NMR studies of I. Photodamaged DNA duplexes, II. Sodium concentrations in septic mouse and III. Two iron chelates as potential brain MRI contrast agents

DNA photoproducts induced by UV irradiation have been linked to skin cancer. Trans-syn-I and trans-syn-II cyclobutane thymine dimers are two minor DNA photoproducts that have unusual structural features that can be used to probe structure-activity relationships in mutagenesis. To better understand the structure and properties of trans-syn-I and trans-syn-II containing duplex DNA, NMR solution-state structures of duplex DNA dodecamers containing trans-syn-I and trans-syn-II cyclobutane thymine dimers and their parental duplex were determined. Also, magnetization transfer and diffusion NMR methods were used to measure the imino proton exchange time in these duplexes. The 3D models revealed that the introduction of trans-syn-I and trans-syn-II dimer causes significant distortions of the DNA backbone. Trans-syn-I dimer causes distortions mostly to the 5′ side of the dimer, while trans-syn-II dimer causes distortions mostly to the 3′ side of the dimer. The structural distortions in the trans-syn-II duplex are more severe than those in the trans-syn-I duplex. Both the 3D models and the imino proton exchange rates indicate that the hydrogen bonding between the thymine residues of the dimer and the complementary adenosine residues are reduced and/or distorted in both the trans-syn-I and trans-syn-II duplexes.; The second part of this dissertation concerns two medically related NMR studies. In the first, tissue compartment-specific sodium concentrations were measured in the muscle of septic and control mice in vivo by 23Na NMR. The chemical shift reagent TmDOTP5− was used to resolve the intra- and extracellular sodium NMR signals.
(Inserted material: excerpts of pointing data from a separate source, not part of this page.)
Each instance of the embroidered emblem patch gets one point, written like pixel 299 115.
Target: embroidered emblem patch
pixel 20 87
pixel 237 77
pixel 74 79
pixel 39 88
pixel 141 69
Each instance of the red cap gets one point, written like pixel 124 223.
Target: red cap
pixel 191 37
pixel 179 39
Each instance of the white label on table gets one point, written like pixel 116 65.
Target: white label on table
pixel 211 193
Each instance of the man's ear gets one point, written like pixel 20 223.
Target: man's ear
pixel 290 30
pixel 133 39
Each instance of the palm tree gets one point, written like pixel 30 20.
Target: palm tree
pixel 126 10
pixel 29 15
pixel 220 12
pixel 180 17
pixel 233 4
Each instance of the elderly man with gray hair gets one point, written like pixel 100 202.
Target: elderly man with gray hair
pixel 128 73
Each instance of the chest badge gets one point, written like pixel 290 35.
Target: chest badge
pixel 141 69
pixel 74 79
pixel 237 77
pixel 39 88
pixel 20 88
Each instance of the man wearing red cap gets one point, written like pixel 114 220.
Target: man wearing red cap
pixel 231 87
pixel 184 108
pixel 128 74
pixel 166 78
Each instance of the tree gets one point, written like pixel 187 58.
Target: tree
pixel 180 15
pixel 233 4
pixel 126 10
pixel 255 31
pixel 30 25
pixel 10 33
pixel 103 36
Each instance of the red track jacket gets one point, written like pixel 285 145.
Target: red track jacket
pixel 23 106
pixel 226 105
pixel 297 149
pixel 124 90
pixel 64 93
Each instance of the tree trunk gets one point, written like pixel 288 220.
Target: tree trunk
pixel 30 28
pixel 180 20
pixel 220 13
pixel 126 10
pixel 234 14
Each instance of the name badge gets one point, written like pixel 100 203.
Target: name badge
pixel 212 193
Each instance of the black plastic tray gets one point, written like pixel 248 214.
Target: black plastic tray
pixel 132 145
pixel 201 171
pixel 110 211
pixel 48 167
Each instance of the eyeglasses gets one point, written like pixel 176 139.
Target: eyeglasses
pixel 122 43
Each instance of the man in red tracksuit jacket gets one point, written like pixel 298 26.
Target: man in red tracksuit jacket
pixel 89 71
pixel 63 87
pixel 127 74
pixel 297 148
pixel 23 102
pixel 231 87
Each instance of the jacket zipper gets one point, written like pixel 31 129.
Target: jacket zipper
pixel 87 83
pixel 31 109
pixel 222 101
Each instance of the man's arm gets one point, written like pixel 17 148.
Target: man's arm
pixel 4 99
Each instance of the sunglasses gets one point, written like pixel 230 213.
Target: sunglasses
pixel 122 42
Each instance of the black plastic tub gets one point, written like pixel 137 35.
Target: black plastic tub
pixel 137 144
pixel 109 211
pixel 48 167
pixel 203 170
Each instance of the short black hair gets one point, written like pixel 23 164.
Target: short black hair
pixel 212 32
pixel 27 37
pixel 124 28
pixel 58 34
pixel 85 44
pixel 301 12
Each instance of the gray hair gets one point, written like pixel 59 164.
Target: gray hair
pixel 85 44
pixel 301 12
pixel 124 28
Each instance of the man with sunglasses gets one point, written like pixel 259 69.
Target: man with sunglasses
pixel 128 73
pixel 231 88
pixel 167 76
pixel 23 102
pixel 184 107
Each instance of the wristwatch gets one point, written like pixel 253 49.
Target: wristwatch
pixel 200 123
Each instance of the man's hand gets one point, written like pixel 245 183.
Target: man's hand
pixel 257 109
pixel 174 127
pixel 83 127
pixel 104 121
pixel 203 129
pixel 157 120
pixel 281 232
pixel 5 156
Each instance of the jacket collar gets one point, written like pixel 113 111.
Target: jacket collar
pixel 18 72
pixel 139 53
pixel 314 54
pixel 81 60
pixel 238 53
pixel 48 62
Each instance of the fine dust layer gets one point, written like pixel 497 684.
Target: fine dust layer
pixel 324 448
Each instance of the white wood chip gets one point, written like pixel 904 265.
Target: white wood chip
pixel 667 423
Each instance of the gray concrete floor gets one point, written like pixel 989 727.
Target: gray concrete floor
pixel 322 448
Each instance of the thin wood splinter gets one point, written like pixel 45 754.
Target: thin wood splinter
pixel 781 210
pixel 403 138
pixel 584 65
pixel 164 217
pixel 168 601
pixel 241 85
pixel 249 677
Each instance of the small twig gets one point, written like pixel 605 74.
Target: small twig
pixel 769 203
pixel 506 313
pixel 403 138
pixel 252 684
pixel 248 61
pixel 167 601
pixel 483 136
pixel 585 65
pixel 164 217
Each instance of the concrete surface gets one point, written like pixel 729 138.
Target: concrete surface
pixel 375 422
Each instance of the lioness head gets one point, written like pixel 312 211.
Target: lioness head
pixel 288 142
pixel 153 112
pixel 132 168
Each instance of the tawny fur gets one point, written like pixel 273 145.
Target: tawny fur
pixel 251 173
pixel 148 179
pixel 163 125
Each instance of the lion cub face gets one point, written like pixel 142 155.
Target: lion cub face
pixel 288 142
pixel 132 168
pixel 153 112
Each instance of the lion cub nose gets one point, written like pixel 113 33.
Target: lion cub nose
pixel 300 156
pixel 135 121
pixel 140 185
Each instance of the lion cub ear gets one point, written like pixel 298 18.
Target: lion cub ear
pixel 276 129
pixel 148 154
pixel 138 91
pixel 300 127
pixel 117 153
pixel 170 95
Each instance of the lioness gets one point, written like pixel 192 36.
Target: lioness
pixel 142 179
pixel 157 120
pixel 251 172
No significant differences in Na content in either compartment were observed between the septic and control mice. In the second study, two iron complexes, Fe(III) tris(2-mercaptobenzyl)amine and Fe(III) tris(2-hydroxybenzyl)amine, were synthesized and evaluated as potential blood brain barrier permeable MRI contrast agents. Fe(III) tris(2-mercaptobenzyl)amine was found to be highly unstable in solution, while Fe(III) tris(2-hydroxybenzyl)amine was stable. The relaxivity of Fe(III) tris(2-hydroxybenzyl)amine was determined to be 0.776 s−1mM−1, yet its brain uptake was found to be negligible as revealed by biodistribution study. Thus, neither complex was promising as a blood brain barrier permeable MRI contrast agent.